Identifying materials for treatment
Identifying whether a by-product/waste is a material for treatment is important since it determines whether the by-product/waste can directly substitute another product or whether it should instead be linked to a treatment market leading to one or more treatment activities.
A “material for treatment” is defined as a by-product/waste that no other activity in the same geographical area has as its positive determining product, and which therefore cannot directly substitute a determining product as an input to an activity. This definition allows for an unambiguous identification of whether a by-product/waste is a material for treatment or not. Note that it is not the economic value that determines whether a material is a material for treatment, but only its need for treatment.

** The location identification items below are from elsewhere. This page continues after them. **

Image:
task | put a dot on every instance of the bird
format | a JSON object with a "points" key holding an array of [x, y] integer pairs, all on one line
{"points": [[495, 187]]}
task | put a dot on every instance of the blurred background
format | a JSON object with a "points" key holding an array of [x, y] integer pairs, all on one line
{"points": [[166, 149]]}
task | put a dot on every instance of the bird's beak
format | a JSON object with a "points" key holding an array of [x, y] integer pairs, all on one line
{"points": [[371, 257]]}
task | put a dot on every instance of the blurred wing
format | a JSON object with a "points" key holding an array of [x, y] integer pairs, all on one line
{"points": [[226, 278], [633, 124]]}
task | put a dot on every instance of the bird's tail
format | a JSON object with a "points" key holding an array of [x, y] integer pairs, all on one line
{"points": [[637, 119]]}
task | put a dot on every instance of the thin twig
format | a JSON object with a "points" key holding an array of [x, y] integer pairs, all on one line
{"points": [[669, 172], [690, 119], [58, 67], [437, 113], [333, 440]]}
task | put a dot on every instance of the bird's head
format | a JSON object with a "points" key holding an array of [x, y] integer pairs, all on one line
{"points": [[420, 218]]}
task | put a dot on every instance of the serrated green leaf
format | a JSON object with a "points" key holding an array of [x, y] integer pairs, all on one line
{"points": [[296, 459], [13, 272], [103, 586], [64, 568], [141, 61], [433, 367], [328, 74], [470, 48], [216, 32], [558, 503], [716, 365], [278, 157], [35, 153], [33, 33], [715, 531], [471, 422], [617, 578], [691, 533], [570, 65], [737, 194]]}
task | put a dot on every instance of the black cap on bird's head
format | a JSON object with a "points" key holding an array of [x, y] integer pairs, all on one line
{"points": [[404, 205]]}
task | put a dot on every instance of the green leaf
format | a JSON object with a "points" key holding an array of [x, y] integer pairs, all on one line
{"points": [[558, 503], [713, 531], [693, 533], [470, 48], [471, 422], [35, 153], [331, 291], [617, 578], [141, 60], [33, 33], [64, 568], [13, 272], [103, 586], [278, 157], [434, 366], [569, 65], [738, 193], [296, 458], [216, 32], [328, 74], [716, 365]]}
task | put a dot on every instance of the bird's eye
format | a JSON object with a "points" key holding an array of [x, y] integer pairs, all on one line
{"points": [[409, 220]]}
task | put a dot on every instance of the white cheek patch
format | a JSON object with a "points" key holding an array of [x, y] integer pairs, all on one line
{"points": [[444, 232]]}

The markets for materials for treatment (treatment markets, for short) have the same function as other markets, but they operate on negative reference products, i.e. on the services of treating or disposing of the material for treatment. They are not driven by the demand for the material, but by its supply, or rather by the need for treatment of this supply. The flow of material is opposite to the flow of the service. The determining products of the treatment activities and the treatment markets can therefore also be expressed in terms of negative amounts of the materials for treatment, i.e. the service of removing the specific amounts of material. Any transforming activity can be a treatment activity, if one of its inputs is a material for treatment, but in general, treatment activities are activities dedicated to treatment, i.e. having treatment as their original main purpose.